Line 100. Please update the reference to “World Spider Catalog (2019)”.
Lines 130–132. This sentence is long and little confusing, try to rewrite it.


Line 137. Update the reference to 2019.
Line 139. You stated “…(species now included in Antrodiaetus)…”. I assume that this is not a result from the present work, thus include a reference.
Line 140. Which means by “traditional”? please explain better.
Line 145. Samples of Mecicobothrium, Calommata and Atypus were represented by single specimens. Could you state to which species corresponded the materials?
Line 213. The unpartitioned analysis were conducted with the GTR + gamma model. This was achieve by using the ModelFinder, as stated below?


Lines 387–388. Add the reference of Goloboff (1993).


It would be great if authors could include a figure of a member of Mecicobothrium in Figure 1.

Figure 2. I suggest to present the different phylogenetic hypotheses from previous works in a chronological order, thus it is easy to follows.


Basic reporting

no comment

Experimental design

no comment

Validity of the findings

MS# 34648 Review of Phylogenetic analysis and revised classification of atypoid mygalomorph spiders (Araneae, Mygalomorphae), with notes on arachnid ultraconserved element loci

In this manuscript, Marshal Hedin and colleagues employ UCE loci for inferring the phylogeny of atypoid mygalomorph spiders, revise the group’s taxonomy, comment on the evolution of these spiders (including divergence dating and silk use), and discuss the utility of UCE loci in arachnid phylogenomics. The paper is clear and well researched and is an important contribution to our understanding of the systematics and evolution of the Atypoidea, a group with a contentious phylogenetic and taxonomic history.

The discussion of character evolution and divergence times are supported by rigorous analyses and do not require additional commentary. My remarks primarily deal with the taxonomic section:

• Mecicobothriidae is polyphyletic and requires taxonomic revision. The authors propose to solve this by making Mecicobothriidae a monotypic family; creating two new families to accommodate Hexurella and Megahexura; and transferring Hexura to Antrodiaetidae. While I do not disagree with any of the proposed taxonomic changes, I do wonder how the authors would have treated Hexura had it been placed sister to the other antrodiaetids rather than nested within them. Would the authors have named a new family (“Hexuridae”) or would they have still considered it an antrodiaetid based on shared palpal bulb morphology?

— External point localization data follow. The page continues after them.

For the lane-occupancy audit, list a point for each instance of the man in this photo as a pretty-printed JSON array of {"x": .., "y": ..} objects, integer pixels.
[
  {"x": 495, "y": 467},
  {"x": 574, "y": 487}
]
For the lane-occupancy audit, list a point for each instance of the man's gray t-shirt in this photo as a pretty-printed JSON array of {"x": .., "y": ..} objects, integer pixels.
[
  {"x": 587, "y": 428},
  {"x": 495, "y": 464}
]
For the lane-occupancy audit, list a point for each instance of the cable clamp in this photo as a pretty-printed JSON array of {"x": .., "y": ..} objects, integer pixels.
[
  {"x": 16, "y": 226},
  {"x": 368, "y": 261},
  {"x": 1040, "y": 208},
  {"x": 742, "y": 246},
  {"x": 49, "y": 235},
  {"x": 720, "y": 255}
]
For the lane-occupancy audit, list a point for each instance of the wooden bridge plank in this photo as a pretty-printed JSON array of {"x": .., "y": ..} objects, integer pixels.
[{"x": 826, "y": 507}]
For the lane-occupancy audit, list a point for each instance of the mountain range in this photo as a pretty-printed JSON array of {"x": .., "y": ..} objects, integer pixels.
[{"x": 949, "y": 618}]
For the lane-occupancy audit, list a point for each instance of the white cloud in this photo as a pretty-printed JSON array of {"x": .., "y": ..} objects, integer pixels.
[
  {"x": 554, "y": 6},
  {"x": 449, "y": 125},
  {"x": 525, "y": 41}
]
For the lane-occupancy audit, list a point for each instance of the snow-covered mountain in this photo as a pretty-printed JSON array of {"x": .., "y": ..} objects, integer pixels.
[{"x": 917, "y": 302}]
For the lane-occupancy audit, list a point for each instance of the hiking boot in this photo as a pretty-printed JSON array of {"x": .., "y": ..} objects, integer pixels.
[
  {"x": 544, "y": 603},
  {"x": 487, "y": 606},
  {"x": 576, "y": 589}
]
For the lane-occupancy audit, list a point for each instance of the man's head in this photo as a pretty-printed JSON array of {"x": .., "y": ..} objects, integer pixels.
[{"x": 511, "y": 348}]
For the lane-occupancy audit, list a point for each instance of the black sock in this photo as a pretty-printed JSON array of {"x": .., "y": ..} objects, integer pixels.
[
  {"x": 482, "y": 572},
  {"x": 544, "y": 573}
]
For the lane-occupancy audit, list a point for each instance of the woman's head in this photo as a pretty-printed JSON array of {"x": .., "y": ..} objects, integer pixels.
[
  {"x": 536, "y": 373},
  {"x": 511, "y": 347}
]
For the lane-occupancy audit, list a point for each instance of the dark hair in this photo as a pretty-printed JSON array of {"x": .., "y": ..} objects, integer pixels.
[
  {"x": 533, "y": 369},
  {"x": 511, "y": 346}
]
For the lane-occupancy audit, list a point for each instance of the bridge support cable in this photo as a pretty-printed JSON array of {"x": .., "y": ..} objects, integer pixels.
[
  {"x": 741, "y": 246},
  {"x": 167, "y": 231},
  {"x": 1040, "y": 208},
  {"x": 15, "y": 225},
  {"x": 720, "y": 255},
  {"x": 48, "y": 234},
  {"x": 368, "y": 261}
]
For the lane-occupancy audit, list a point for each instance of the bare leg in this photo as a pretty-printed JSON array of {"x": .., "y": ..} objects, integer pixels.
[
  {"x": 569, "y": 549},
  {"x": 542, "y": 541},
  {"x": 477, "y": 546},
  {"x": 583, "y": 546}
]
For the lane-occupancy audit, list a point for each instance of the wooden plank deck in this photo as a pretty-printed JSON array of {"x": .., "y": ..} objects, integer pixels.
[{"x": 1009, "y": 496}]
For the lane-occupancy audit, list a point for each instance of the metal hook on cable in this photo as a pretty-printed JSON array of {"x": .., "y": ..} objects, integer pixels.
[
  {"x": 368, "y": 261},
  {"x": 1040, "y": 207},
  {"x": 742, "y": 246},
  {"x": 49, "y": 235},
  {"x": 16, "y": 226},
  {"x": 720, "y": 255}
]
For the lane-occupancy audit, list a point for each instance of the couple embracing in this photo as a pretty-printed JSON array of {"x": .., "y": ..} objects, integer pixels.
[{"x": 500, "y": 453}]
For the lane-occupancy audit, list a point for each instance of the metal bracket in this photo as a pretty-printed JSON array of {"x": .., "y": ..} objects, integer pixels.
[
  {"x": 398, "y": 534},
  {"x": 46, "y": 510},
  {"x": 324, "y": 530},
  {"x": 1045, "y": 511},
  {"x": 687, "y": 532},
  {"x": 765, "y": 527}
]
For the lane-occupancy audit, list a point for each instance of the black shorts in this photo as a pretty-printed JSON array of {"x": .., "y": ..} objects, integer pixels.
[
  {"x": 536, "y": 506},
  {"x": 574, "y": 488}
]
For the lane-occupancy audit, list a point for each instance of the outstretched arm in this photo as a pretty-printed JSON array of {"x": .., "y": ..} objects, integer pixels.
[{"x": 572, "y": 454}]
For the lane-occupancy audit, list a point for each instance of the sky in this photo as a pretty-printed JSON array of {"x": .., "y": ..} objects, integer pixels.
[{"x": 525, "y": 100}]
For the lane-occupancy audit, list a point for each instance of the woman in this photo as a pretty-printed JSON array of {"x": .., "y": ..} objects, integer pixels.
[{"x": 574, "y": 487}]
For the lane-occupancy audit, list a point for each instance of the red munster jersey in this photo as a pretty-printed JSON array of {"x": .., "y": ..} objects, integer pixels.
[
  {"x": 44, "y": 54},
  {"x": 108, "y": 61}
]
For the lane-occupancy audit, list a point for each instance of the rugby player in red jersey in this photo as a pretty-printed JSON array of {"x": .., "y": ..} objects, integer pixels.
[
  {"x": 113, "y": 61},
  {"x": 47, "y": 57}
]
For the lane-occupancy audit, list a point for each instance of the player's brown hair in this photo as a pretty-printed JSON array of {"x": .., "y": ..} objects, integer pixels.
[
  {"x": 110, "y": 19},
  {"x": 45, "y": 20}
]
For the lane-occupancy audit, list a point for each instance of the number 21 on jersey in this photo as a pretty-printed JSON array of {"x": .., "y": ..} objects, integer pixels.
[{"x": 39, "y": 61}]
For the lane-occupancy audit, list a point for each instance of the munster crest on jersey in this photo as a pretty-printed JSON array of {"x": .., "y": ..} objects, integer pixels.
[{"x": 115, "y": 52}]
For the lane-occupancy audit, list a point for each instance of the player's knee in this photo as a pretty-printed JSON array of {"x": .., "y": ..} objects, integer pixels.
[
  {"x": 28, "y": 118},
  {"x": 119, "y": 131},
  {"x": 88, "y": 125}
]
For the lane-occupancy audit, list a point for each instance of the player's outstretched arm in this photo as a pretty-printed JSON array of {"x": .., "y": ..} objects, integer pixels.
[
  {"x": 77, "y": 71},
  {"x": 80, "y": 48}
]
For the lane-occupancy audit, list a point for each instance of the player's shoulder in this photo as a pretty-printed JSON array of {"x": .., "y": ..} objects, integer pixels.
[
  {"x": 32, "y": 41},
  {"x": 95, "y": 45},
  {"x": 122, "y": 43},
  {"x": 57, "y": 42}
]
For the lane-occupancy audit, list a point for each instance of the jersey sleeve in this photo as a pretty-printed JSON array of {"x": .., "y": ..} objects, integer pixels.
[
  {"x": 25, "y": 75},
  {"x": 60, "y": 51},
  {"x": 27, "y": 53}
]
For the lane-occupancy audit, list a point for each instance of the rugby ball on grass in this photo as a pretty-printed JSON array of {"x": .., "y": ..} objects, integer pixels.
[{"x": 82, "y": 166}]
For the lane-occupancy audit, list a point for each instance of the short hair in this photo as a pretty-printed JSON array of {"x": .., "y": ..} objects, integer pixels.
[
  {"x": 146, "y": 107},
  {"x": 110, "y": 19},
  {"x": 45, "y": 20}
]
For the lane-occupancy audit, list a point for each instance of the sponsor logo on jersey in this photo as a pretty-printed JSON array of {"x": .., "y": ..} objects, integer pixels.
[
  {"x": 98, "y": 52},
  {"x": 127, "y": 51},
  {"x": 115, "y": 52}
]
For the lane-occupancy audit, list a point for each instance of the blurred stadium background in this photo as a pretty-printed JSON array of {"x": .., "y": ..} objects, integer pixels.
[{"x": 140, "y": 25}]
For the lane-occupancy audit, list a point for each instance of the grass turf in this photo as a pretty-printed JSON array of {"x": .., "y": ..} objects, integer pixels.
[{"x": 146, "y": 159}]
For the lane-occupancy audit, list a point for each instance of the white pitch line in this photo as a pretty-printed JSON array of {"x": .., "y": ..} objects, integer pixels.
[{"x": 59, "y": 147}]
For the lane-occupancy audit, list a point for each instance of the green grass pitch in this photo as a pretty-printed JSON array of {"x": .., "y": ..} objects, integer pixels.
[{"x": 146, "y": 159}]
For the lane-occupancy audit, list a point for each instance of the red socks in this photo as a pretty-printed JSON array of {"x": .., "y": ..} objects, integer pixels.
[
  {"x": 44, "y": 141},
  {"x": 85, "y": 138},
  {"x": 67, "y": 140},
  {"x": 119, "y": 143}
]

I bring this point up because the classic antrodiaetids (Aliatypus + Antrodiaetus/Atypoides) can be considered adaptively/ecologically divergent (trapdoors versus collars/turrets) and I suppose it can be argued that the two lineages perhaps warrant family status on their own accord (e.g., “Aliatypidae”). Similarly, could Megahexura – although ancient and quite distinct – not now be considered an antrodiaetid given its phylogenetic placement? The authors should be more explicit on what they consider an atypoid spider family and discuss the factors they consider most important for family-level recognition (e.g., morphological apomorphies, adaptive divergence, age, nomenclatural stability, etc.) so that the taxonomic conclusions are repeatable.

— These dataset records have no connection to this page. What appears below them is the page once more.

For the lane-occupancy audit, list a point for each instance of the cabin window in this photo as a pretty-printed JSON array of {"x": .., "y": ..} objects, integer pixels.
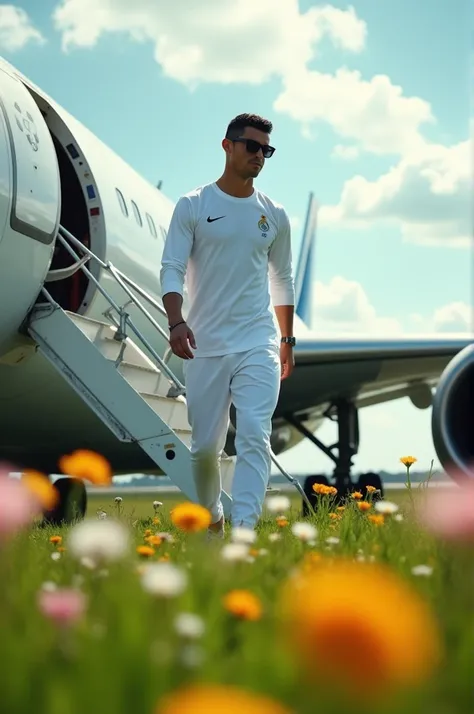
[
  {"x": 138, "y": 217},
  {"x": 121, "y": 200},
  {"x": 151, "y": 226}
]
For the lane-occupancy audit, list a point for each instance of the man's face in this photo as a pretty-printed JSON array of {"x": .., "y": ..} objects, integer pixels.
[{"x": 247, "y": 163}]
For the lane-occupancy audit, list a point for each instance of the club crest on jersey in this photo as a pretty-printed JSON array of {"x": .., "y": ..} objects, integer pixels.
[{"x": 263, "y": 225}]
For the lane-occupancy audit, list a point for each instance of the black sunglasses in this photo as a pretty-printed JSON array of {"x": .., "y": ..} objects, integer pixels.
[{"x": 253, "y": 147}]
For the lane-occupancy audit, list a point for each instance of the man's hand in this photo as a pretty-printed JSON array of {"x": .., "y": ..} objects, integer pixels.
[
  {"x": 287, "y": 360},
  {"x": 180, "y": 339}
]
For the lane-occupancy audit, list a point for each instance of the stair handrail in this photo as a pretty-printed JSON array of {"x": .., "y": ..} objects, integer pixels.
[{"x": 64, "y": 236}]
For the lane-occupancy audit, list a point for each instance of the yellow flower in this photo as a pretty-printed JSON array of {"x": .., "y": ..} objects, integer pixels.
[
  {"x": 190, "y": 517},
  {"x": 145, "y": 550},
  {"x": 87, "y": 465},
  {"x": 342, "y": 608},
  {"x": 41, "y": 488},
  {"x": 243, "y": 604},
  {"x": 216, "y": 699}
]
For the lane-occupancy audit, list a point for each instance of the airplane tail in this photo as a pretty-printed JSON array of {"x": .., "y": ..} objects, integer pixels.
[{"x": 304, "y": 269}]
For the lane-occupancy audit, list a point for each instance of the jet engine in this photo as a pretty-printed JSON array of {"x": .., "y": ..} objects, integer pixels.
[{"x": 453, "y": 416}]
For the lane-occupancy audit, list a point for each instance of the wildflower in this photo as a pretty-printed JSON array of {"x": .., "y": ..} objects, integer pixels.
[
  {"x": 189, "y": 626},
  {"x": 101, "y": 541},
  {"x": 422, "y": 570},
  {"x": 278, "y": 504},
  {"x": 449, "y": 513},
  {"x": 146, "y": 551},
  {"x": 63, "y": 606},
  {"x": 17, "y": 508},
  {"x": 341, "y": 608},
  {"x": 234, "y": 551},
  {"x": 304, "y": 531},
  {"x": 164, "y": 580},
  {"x": 190, "y": 517},
  {"x": 387, "y": 508},
  {"x": 243, "y": 604},
  {"x": 41, "y": 488},
  {"x": 217, "y": 698},
  {"x": 243, "y": 535},
  {"x": 87, "y": 465}
]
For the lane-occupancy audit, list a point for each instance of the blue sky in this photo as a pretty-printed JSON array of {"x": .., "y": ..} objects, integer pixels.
[{"x": 377, "y": 91}]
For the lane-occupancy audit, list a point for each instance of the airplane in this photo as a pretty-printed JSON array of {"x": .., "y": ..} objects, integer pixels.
[{"x": 62, "y": 189}]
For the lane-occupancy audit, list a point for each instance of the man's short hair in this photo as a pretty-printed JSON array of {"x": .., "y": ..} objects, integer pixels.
[{"x": 237, "y": 126}]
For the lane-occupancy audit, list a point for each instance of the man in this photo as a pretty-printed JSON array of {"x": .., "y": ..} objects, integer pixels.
[{"x": 235, "y": 244}]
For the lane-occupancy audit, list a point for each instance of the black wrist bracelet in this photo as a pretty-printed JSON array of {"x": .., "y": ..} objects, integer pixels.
[{"x": 171, "y": 327}]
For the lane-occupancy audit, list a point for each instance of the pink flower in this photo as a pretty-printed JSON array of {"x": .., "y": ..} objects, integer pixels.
[
  {"x": 449, "y": 513},
  {"x": 17, "y": 508},
  {"x": 63, "y": 606}
]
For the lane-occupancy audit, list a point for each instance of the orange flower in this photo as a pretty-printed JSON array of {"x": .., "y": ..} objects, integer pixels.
[
  {"x": 145, "y": 550},
  {"x": 191, "y": 517},
  {"x": 341, "y": 609},
  {"x": 216, "y": 699},
  {"x": 87, "y": 465},
  {"x": 243, "y": 604},
  {"x": 41, "y": 488}
]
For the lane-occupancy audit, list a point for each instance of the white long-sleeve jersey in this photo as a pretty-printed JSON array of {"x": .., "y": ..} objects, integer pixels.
[{"x": 235, "y": 254}]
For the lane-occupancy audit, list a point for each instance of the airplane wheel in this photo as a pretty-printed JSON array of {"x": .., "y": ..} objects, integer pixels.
[
  {"x": 313, "y": 497},
  {"x": 370, "y": 479},
  {"x": 72, "y": 503}
]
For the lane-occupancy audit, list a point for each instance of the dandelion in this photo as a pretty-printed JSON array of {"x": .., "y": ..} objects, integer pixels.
[
  {"x": 87, "y": 465},
  {"x": 243, "y": 605},
  {"x": 304, "y": 531},
  {"x": 341, "y": 608},
  {"x": 386, "y": 507},
  {"x": 41, "y": 488},
  {"x": 217, "y": 698},
  {"x": 278, "y": 504},
  {"x": 190, "y": 517},
  {"x": 243, "y": 535},
  {"x": 101, "y": 541},
  {"x": 189, "y": 626},
  {"x": 63, "y": 606},
  {"x": 164, "y": 580}
]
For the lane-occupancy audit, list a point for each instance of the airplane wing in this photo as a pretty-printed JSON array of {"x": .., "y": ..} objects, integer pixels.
[{"x": 365, "y": 371}]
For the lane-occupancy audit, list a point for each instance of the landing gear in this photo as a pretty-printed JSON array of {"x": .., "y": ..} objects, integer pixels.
[
  {"x": 345, "y": 413},
  {"x": 72, "y": 502}
]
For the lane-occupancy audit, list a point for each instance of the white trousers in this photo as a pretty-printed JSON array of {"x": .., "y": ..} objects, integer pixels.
[{"x": 251, "y": 381}]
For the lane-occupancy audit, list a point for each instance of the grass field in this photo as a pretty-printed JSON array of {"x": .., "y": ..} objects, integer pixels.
[{"x": 368, "y": 612}]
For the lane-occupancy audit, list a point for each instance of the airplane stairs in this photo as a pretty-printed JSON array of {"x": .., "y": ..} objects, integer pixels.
[{"x": 131, "y": 395}]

• The three antrodiaetid species formerly placed in Atypoides (= Antrodiaetus) form a monophyletic group sister to the “original” Antrodiaetus – and as a result, the authors resurrect Atypoides (contra Hendrixson & Bond, 2007). This change is justified based on the inclusion of Antrodiaetus roretzi (a species spanning the root node of the genus and who shares a plesiomorphic palpal bulb morphology with Atypoides). Given this change, the authors should also provide a revised diagnosis for Antrodiaetus and summarize the diagnostic morphological characters for the genus in Figure 6. The authors may consider including a reference to Hendrixson & Bond (2009) who also found strong support for Atypoides (in at least some analyses) but did not call for any taxonomic changes.

• For the sake of consistency and efficacy, the authors should consider making reference to specific figures of diagnostic features in the diagnoses for each revised taxon (as is done for Megahexuridae, e.g., Line 508).